I have been feeling burned out lately. I’m settling into my new job okay, but there’s a lot to it and I still have a lot to learn, and that’s stressful. Also, we’ve been working on a rental house we own, painting and laying new flooring, after our longtime tenant abruptly moved out. I’ve left Margaret and a couple of her sons holding most of the bag there, as I just don’t have it in me to devote my weekends to the place. I urgently need downtime.
Except for a little noodling around with my Canon PowerShot S80 and a recent long-weekend trip to bourbon country in Kentucky with my Nikon FA, I haven’t been making many photographs. My blog doesn’t depend entirely on fresh photographs because of the stories and essays I write. But being burned out, I haven’t had anything to say.
I’ve been updating all of my camera reviews. They drive a great deal of search traffic to my blog, and are therefore my blog’s calling cards to the world. Especially on my older reviews, I wanted to make the text more compelling and reprocess the photographs using the tools and skills I didn’t have then but have now. It’s been a nice little project, one that gives me feelings of satisfaction and accomplishment with little mental strain.
In updating my review of the Kodak Pony 135 I discovered that I only uploaded to Flickr about half of the usable photographs from the two rolls of film I shot. I use “usable” broadly as my Pony 135 suffered from a wicked light leak that affected nearly every photograph.
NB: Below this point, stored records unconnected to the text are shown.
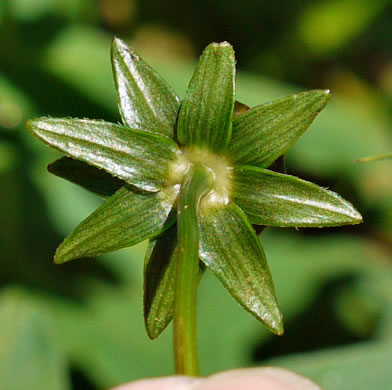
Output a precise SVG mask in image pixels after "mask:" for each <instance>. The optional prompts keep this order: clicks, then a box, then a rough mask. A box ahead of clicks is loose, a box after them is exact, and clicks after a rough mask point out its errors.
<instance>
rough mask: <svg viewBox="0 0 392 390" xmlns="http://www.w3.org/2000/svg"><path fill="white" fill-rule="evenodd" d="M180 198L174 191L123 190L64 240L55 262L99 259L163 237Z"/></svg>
mask: <svg viewBox="0 0 392 390" xmlns="http://www.w3.org/2000/svg"><path fill="white" fill-rule="evenodd" d="M176 195H177V194H176V192H175V190H172V189H170V190H165V191H160V192H157V193H145V192H139V191H137V190H136V189H132V188H130V187H128V186H124V187H122V188H121V189H120V190H119V191H118V192H117V193H116V194H115V195H113V196H112V197H111V198H109V199H108V200H107V201H106V202H105V203H104V204H103V205H102V206H101V207H99V208H98V209H97V210H96V211H95V212H94V213H92V214H91V215H90V216H89V217H87V218H86V219H85V220H84V221H82V222H81V224H80V225H79V226H77V227H76V228H75V230H74V231H73V232H72V233H71V234H70V235H69V236H68V237H67V238H66V239H65V240H64V242H63V243H62V244H61V245H60V246H59V248H58V249H57V252H56V257H55V262H56V263H64V262H66V261H69V260H72V259H75V258H80V257H85V256H96V255H99V254H102V253H106V252H111V251H114V250H116V249H121V248H125V247H129V246H132V245H135V244H137V243H139V242H141V241H143V240H146V239H147V238H151V237H153V236H155V235H158V234H160V233H161V232H162V229H164V224H165V222H166V220H167V218H168V215H169V213H170V210H171V208H172V205H173V202H174V200H175V197H176Z"/></svg>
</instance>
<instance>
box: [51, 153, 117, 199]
mask: <svg viewBox="0 0 392 390" xmlns="http://www.w3.org/2000/svg"><path fill="white" fill-rule="evenodd" d="M48 171H49V172H50V173H53V174H54V175H56V176H58V177H61V178H63V179H65V180H68V181H70V182H71V183H75V184H78V185H80V186H81V187H83V188H85V189H86V190H88V191H91V192H94V193H95V194H97V195H99V196H101V197H103V198H107V197H110V196H112V195H114V193H115V192H117V191H118V190H119V189H120V188H121V187H122V186H123V185H125V182H124V181H122V180H120V179H118V178H117V177H114V176H112V175H110V174H109V173H107V172H106V171H104V170H102V169H98V168H96V167H94V166H92V165H89V164H86V163H84V162H83V161H79V160H74V159H72V158H69V157H62V158H60V159H58V160H56V161H54V162H52V163H51V164H49V165H48Z"/></svg>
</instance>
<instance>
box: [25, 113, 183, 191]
mask: <svg viewBox="0 0 392 390" xmlns="http://www.w3.org/2000/svg"><path fill="white" fill-rule="evenodd" d="M27 127H28V128H29V129H30V130H31V131H32V133H33V134H34V135H36V136H37V137H38V138H39V139H40V140H42V141H43V142H45V143H47V144H48V145H50V146H52V147H54V148H56V149H58V150H60V151H62V152H64V153H66V154H68V155H70V156H71V157H72V158H75V159H78V160H81V161H85V162H87V163H89V164H92V165H95V166H96V167H98V168H102V169H105V170H106V171H107V172H109V173H110V174H112V175H113V176H117V177H119V178H120V179H123V180H125V181H126V182H127V183H130V184H132V185H134V186H136V187H138V188H140V189H142V190H146V191H157V190H159V189H160V187H161V186H162V184H163V183H164V181H165V180H166V178H167V174H168V170H169V167H168V165H169V163H170V162H171V161H173V160H174V158H175V155H176V151H177V146H176V144H175V143H174V142H172V141H170V140H168V139H167V138H166V137H161V136H158V135H156V134H151V133H146V132H144V131H140V130H131V129H128V128H126V127H124V126H119V125H115V124H113V123H108V122H104V121H97V120H87V119H54V118H39V119H34V120H30V121H29V122H28V124H27Z"/></svg>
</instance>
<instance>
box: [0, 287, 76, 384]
mask: <svg viewBox="0 0 392 390" xmlns="http://www.w3.org/2000/svg"><path fill="white" fill-rule="evenodd" d="M0 317H1V321H0V345H1V347H0V372H1V375H0V388H1V389H4V390H5V389H7V390H25V389H29V390H42V389H53V390H69V389H70V388H71V387H70V383H69V382H68V378H67V367H66V362H65V356H64V353H63V351H62V350H61V347H60V343H59V342H58V339H57V337H56V336H57V335H56V333H55V331H54V327H53V323H52V322H51V320H50V318H49V317H48V315H47V313H46V310H45V309H43V307H41V306H40V305H38V304H36V303H35V302H34V301H33V299H30V297H29V296H28V295H27V294H25V293H22V292H20V291H17V290H13V289H12V290H11V289H10V290H5V291H3V292H2V294H1V296H0Z"/></svg>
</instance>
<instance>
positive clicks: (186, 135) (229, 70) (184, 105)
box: [177, 42, 235, 152]
mask: <svg viewBox="0 0 392 390" xmlns="http://www.w3.org/2000/svg"><path fill="white" fill-rule="evenodd" d="M234 77H235V59H234V51H233V48H232V47H231V45H230V44H228V43H227V42H223V43H212V44H210V45H209V46H207V48H206V49H205V50H204V52H203V55H202V56H201V58H200V61H199V64H198V66H197V68H196V70H195V72H194V74H193V77H192V80H191V81H190V83H189V86H188V90H187V93H186V96H185V98H184V100H183V102H182V105H181V109H180V113H179V117H178V125H177V136H178V139H179V141H180V143H182V144H184V145H198V146H201V147H208V148H210V149H211V150H214V151H217V152H219V151H221V150H223V149H225V148H226V146H227V144H228V142H229V140H230V135H231V126H232V117H233V109H234V100H235V99H234Z"/></svg>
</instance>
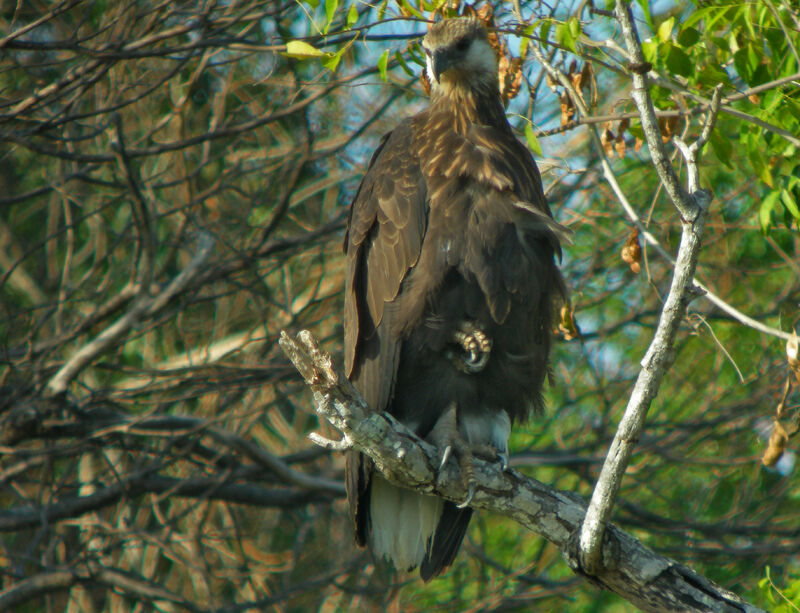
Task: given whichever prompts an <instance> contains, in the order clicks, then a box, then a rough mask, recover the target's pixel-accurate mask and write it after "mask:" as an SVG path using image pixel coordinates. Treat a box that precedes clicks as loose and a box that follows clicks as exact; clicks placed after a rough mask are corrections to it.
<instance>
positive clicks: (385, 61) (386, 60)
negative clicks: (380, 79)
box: [378, 49, 389, 82]
mask: <svg viewBox="0 0 800 613" xmlns="http://www.w3.org/2000/svg"><path fill="white" fill-rule="evenodd" d="M388 63H389V50H388V49H386V51H384V52H383V53H381V56H380V57H379V58H378V74H380V75H381V80H382V81H384V82H385V81H386V66H387V64H388Z"/></svg>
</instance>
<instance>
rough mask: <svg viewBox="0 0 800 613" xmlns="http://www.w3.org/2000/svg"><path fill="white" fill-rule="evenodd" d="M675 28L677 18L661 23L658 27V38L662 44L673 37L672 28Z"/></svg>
mask: <svg viewBox="0 0 800 613" xmlns="http://www.w3.org/2000/svg"><path fill="white" fill-rule="evenodd" d="M674 27H675V17H670V18H669V19H666V20H665V21H662V22H661V25H659V26H658V38H659V40H660V41H661V42H666V41H668V40H669V39H670V38H671V37H672V28H674Z"/></svg>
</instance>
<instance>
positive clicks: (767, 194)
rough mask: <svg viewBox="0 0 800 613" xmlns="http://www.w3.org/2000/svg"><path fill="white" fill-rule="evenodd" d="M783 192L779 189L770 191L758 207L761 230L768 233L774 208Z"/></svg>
mask: <svg viewBox="0 0 800 613" xmlns="http://www.w3.org/2000/svg"><path fill="white" fill-rule="evenodd" d="M780 196H781V193H780V192H779V191H774V192H770V193H769V194H767V196H766V197H765V198H764V199H763V200H762V201H761V206H760V207H759V209H758V220H759V222H760V223H761V231H762V232H764V233H766V232H767V230H769V228H770V226H771V225H772V210H773V209H774V208H775V204H776V203H777V202H778V198H780Z"/></svg>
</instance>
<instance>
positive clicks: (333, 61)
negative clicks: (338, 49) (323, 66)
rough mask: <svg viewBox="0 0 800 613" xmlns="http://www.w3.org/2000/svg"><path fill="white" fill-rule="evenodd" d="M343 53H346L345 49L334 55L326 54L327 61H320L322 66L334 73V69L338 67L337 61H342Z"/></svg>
mask: <svg viewBox="0 0 800 613" xmlns="http://www.w3.org/2000/svg"><path fill="white" fill-rule="evenodd" d="M348 46H349V45H348ZM345 51H347V47H342V48H341V49H339V50H338V51H337V52H336V53H330V54H328V57H327V59H324V60H322V65H323V66H325V68H327V69H328V70H330V71H331V72H335V71H336V67H337V66H339V61H340V60H341V59H342V56H343V55H344V52H345Z"/></svg>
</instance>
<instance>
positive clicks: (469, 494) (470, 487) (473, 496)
mask: <svg viewBox="0 0 800 613" xmlns="http://www.w3.org/2000/svg"><path fill="white" fill-rule="evenodd" d="M475 489H476V486H475V482H474V481H470V484H469V489H468V490H467V497H466V499H464V502H460V503H458V504H457V505H456V508H458V509H465V508H467V507H468V506H469V503H470V502H472V498H473V497H474V496H475Z"/></svg>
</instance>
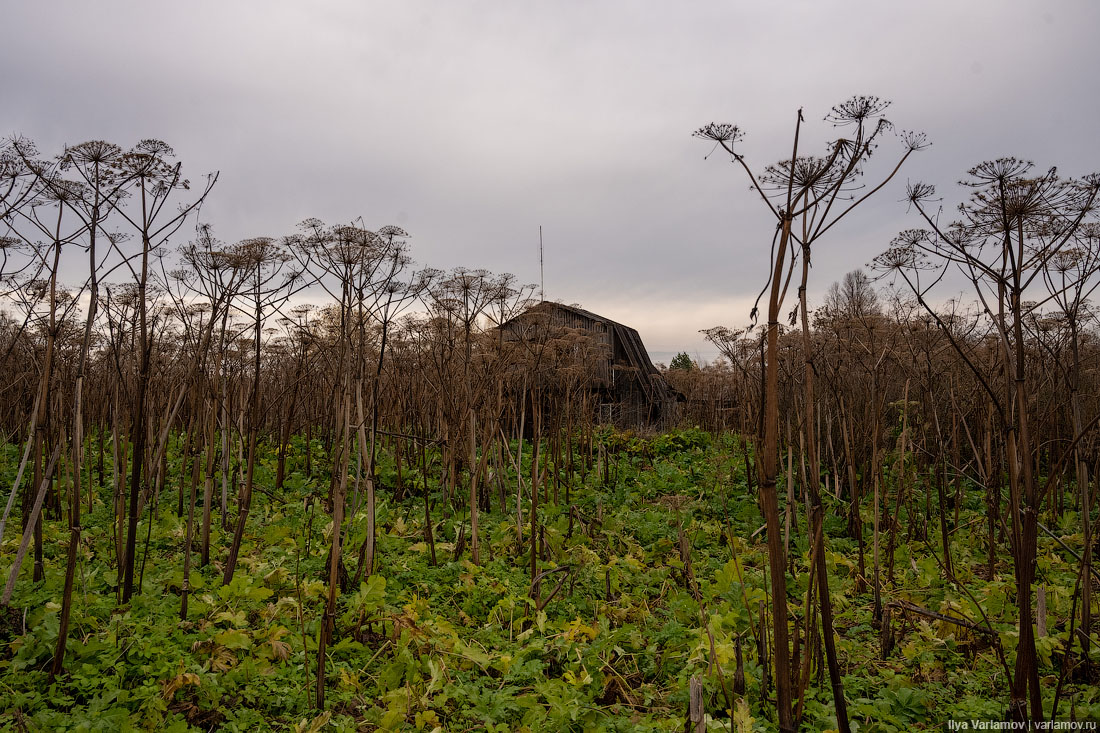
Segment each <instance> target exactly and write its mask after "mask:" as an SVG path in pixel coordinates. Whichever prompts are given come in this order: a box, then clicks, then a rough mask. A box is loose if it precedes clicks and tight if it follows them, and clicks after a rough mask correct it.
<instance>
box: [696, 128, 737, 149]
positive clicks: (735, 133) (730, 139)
mask: <svg viewBox="0 0 1100 733" xmlns="http://www.w3.org/2000/svg"><path fill="white" fill-rule="evenodd" d="M692 136H693V138H701V139H703V140H713V141H714V142H716V143H723V145H724V146H726V147H733V145H734V143H736V142H737V141H739V140H741V139H742V138H744V136H745V132H744V131H741V129H740V128H739V127H737V125H736V124H729V123H728V122H711V123H709V124H705V125H703V127H702V128H700V129H698V130H696V131H695V132H693V133H692Z"/></svg>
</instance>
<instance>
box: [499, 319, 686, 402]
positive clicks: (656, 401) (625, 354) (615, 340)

But today I find the effect to have a certain charm, and on many photographs it doesn’t detract all that much from the subjects or the great color and sharpness the Pony’s lens captured on Fujicolor 200.
I walked through my neighborhood with the Pony in my hand and captured some of my neighbors’ homes.
Almost every house in the neighborhood was faced in brick all around. This was pretty common for 1950s-1960s suburban homes in Indianapolis. Today’s suburban homes tend to be wrapped in vinyl siding. Having now lived in both kinds of houses, I prefer the brick.
The houses on every corner were duplexes, while all the ones in between were built for single families. This is one of the corner houses. The green Mustang parked in this carport only for a few weeks before it disappeared.
I’m pretty sure I had Walgreens process and scan these. The store near my home still had a one-hour lab in 2011.
Sometimes I look at one of my old photographs and wonder why I shot it. This is one of those photographs. I’m not sure what I thought the subject was. Yet somehow it pleases me today.
I’d had my blue Matrix just a couple years in 2011. It still looked pretty good. In the years that followed its paint chipped off, faded, and went chalky on pretty much every panel. When I sold it last year it was the worst-looking car I ever owned. Still, I miss it and would have another Matrix. I could carry so much stuff in its wayback, especially with the back seat folded down.
I used to work near the Monon Trail, a former rail line converted into a pedestrian trail. Where the trail runs under Interstate 465 there’s a small parking lot and a restroom. These benches give hikers and bikers a place to rest for a minute.
I’m sure these restrooms are welcome sight for people who travel the 20-mile length of this trail.
I liked using the Kodak Pony 135. I thought I’d try to fix that light leak. Degraded light seals are a usual culprit of leaking light in old cameras, but the Pony 135 seals light using deep channels where the door attaches to the body. There’s nothing to replace. Then a Kodak Pony 135, Model C, fell into my hands. It didn’t leak light, and its wider lens (44mm vs. the original Pony 135’s 51mm) was more useful for the kind of walking-around photography I do. So that’s the Pony I kept.